11th November 2020
UK government still hasn’t produced a lorry drivers’ guide
The partial destruction by rioters last week of the Saygin Dima mill in Ethiopia perfectly illustrates the short-term superficiality of too many ‘visionary’ sourcing strategies.
Since concern started to mount six years ago about rising wages in China, many businesses have been casting round for a country that might be a cheaper place to buy clothes from over the next decade.
Consultants consistently suggest looking at Africa, and the Ethiopian government has a well-written development plan for apparel and textile production – so naturally Ethiopia keeps featuring on ‘Where’s the next Shangri La?’ lists.
Our industry is in complete denial about it. The plan is not just running years behind schedule – which is almost inevitable in any government’s plans for encouraging textile and apparel production. Far worse: it is constructed on assumptions that are commercially and morally nonsensical.
Rioters attacked Saygin Dima, in Sabeta around 35 km from Addis Ababa, on 5 October. Its general manager said they wrecked about a third of the mill, reported to employ about 1,000 people in spinning and weaving cotton.
The riot was just one incident in a week-long wave of violence throughout the surrounding Oromia province, in which at least 55 people (though some reports claim 700) had been killed three days earlier during a police attack on a generally peaceful anti-government protest. Other businesses so far destroyed include Dutch flower farms.
Protest in Oromia is nothing new. It has been going on for the past ten years, and the past few weeks’ violence isn’t new either, though it has recently escalated.
Protesters claim the government’s plan is based on massive State expropriation of land without compensation – and that the benefits are going to a tiny number of government cronies. Those protests have complex ethnic, human rights and sustainability sub-plots – but they’re protests that are the almost inevitable result of the plan, and which I’ve been pointing out for some time.

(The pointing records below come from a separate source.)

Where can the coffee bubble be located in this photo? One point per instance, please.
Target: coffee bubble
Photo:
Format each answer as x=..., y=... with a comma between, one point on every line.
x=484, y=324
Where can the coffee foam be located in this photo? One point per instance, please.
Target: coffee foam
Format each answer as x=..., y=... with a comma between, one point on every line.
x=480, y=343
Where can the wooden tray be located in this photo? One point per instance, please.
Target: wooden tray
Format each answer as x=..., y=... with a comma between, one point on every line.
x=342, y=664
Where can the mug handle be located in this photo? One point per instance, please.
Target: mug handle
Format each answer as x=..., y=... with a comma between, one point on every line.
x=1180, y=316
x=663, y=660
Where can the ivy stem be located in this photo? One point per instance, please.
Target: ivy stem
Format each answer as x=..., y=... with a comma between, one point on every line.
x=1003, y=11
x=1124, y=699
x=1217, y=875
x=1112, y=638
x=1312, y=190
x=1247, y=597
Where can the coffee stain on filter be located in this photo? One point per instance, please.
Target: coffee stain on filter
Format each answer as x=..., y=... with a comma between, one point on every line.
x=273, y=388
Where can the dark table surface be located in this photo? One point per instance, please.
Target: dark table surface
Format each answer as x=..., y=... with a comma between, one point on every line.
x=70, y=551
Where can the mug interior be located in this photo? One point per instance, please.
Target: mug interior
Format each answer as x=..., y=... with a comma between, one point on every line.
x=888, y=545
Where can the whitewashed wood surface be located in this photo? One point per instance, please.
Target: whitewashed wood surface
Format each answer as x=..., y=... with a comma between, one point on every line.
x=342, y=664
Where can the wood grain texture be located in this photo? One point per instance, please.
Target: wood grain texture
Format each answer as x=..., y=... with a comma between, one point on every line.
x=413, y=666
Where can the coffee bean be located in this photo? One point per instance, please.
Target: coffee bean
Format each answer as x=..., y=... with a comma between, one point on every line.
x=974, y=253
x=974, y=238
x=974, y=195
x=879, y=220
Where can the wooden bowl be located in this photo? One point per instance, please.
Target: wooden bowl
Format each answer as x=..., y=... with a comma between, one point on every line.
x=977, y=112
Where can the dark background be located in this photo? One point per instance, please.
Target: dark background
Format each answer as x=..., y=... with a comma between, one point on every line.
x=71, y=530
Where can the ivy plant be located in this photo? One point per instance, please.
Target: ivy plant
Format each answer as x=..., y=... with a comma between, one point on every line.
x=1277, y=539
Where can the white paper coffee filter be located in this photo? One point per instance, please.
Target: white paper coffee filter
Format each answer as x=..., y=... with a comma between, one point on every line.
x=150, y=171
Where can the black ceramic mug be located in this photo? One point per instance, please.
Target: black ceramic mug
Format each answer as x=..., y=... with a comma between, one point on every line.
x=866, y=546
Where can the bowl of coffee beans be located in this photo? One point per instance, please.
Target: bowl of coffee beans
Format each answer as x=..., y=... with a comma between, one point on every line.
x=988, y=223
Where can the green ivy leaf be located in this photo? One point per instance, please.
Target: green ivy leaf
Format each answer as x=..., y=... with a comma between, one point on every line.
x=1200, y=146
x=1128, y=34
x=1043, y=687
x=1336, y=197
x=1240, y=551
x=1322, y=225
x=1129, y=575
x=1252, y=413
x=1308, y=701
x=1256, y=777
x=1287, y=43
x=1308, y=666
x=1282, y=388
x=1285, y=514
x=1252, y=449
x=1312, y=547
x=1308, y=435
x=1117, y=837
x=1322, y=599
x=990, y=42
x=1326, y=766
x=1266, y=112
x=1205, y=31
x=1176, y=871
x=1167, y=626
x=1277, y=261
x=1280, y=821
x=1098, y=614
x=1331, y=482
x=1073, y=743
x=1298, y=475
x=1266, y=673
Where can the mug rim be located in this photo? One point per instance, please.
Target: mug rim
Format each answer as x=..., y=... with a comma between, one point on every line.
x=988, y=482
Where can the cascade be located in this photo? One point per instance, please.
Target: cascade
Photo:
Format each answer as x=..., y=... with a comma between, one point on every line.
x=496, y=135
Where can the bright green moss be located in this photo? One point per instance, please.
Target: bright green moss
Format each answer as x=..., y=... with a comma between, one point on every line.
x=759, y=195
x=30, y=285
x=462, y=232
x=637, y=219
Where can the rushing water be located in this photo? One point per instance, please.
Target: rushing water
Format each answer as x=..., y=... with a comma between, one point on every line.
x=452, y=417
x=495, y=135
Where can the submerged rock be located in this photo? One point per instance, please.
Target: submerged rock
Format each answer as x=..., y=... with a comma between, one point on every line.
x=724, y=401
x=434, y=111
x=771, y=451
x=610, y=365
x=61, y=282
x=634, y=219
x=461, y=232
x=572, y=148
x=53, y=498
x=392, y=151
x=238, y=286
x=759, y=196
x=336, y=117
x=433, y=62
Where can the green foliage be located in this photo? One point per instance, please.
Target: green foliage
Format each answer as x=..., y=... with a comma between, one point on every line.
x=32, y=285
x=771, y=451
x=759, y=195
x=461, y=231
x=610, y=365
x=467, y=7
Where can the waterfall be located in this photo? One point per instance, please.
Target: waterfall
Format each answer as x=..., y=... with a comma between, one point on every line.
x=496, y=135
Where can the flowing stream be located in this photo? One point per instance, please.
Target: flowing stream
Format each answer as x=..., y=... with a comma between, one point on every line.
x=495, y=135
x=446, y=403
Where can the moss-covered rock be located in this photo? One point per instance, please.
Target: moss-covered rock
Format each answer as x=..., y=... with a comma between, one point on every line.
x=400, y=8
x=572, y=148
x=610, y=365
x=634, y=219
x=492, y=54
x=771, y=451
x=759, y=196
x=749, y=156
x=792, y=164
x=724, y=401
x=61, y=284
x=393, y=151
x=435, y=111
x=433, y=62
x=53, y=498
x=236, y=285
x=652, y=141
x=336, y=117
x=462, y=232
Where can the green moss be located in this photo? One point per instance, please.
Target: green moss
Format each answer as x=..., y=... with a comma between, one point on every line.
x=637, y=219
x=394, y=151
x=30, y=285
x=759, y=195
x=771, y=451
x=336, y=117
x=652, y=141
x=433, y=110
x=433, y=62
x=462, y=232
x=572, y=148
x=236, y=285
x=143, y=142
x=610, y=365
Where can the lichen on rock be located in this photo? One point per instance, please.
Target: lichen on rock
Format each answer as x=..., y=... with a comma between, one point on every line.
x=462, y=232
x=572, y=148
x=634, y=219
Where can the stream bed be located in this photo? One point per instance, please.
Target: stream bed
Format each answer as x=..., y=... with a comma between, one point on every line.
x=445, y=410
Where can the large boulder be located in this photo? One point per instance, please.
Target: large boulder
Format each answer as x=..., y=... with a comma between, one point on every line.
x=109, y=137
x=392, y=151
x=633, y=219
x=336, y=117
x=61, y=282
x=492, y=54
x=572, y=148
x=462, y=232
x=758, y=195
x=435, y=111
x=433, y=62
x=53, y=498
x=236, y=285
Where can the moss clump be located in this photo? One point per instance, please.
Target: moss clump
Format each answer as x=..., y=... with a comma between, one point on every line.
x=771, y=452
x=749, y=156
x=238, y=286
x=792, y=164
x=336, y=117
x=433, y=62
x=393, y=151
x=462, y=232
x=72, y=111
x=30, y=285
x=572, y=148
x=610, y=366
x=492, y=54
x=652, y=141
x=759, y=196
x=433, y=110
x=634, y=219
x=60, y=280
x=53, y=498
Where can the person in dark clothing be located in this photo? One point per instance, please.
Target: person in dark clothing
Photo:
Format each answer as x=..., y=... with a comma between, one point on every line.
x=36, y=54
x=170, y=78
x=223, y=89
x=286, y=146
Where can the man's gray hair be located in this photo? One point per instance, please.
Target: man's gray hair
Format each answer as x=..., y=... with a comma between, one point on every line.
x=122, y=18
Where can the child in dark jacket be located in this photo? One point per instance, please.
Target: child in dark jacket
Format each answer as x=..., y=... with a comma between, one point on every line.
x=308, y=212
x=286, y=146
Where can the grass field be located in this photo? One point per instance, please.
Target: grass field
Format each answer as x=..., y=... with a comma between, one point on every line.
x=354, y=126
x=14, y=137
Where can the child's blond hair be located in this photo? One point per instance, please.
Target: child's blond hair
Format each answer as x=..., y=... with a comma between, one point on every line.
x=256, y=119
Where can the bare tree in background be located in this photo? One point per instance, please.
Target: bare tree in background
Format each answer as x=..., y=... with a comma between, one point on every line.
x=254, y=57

Those regional protests have been spiralling. After the deaths and destruction of the first week in October, the Ethiopian government declared a national State of Emergency on Saturday (8 October), and its first steps were to block all mobile internet and social media in the country’s capital. New measures are emerging as I write.
At first sight, Ethiopia sounds perfect. Low wages, low energy costs from a large hydroelectric system, plans for ample local cotton supplies, State-funded factory complexes and even Africa’s first electrified railway to get finished goods to the port at Djibouti, 750 km away, in less than half a day. No wonder PVH recently announced its Ethiopian factory would contribute to taking Africa up to 25% of its production over the next five years.
But the apparent benefits of Ethiopia make the country a serious risk – both politically and commercially – for apparel and textile investors.
Ethiopia’s current carnage is closely tied up with the development plan that’s being touted as the answer to our industry’s perceived sourcing problems. It’s not just expropriating land. It’s imposing vast cotton producing areas into a country that struggles to grow enough food – at a time the world’s got all the cotton it needs. And grand plans like fast railways and huge hydro-electric programmes risk creating vast environmental damage.
Now Ethiopia needs more productive jobs, and you don’t get those jobs without proper manufacturing facilities, power and transport links.
But introducing all that infrastructure requires great political sensitivity – and the events of the past few weeks demonstrate Ethiopia simply isn’t able to manage huge change without creating intense suffering for its most vulnerable citizens.
The problems in Oromia province can’t be tackled by the apparel industry alone, in the way that safety problems in Bangladesh factories are being eliminated. They’re deep-rooted in how Ethiopia governs itself. And the problem isn’t only about political risks.
The ransacking of the Saygin Dima mill is unlikely to have any knock-on effects on its customers – because it really hasn’t got any. Though owned by Turkish investors, in June this year local media reported it was about to be sold by the Ethiopian State to pay off debts to the government.
The mill has a chequered history, with exports of just $100,000 in the latest full year, and doesn’t seem to have ever used anything like its full spinning or weaving capacity. That’s common throughout Ethiopia’s textile industry, and is partly the result of a depressingly ill-conceived government strategy.
In spite of lots of ambitious sales objectives, Ethiopia’s government wants apparel made in Ethiopia to start life as cotton grown in Ethiopia. It produces less than half of one per cent of the world’s cotton now, and plans for expanded production are part of the programme that upsets protesters.
Whatever the protesters’ case, there simply isn’t enough cotton right now to feed the country’s mills – but the government has not relaxed its restrictions on importing the basic raw materials the industry needs to survive.
Developing a commercially viable integrated textile and apparel making industry in one country sounds fine – but scarcely anyone has ever managed it.
Even trying to develop one requires delicacy and nimbleness from government in knowing when and how to encourage imports or exports. It’s a nimbleness that big, experienced governments like those in China and India constantly fumble: and Ethiopia’s hasn’t even tried to understand how to do it.
So far, it’s the plan’s commercial problems that have undermined our industry’s development in Ethiopia. The plan was for a billion dollars of apparel and textile exports: the country’s struggled to sell even a tenth of that.
Now, faced with a serious stability problem, Ethiopia’s government is likely to re-establish control through substantial restrictions on human rights. Those restrictions may be of little concern to shoppers, but there’s a real risk they’ll faze shareholders in companies like H&M, PVH and VF that have boasted of Ethiopian plans as evidence of visionary management.
And nowhere in their boasts is there a word about the political instability of the area round Oromia. Which is where much of the new manufacturing development is concentrated.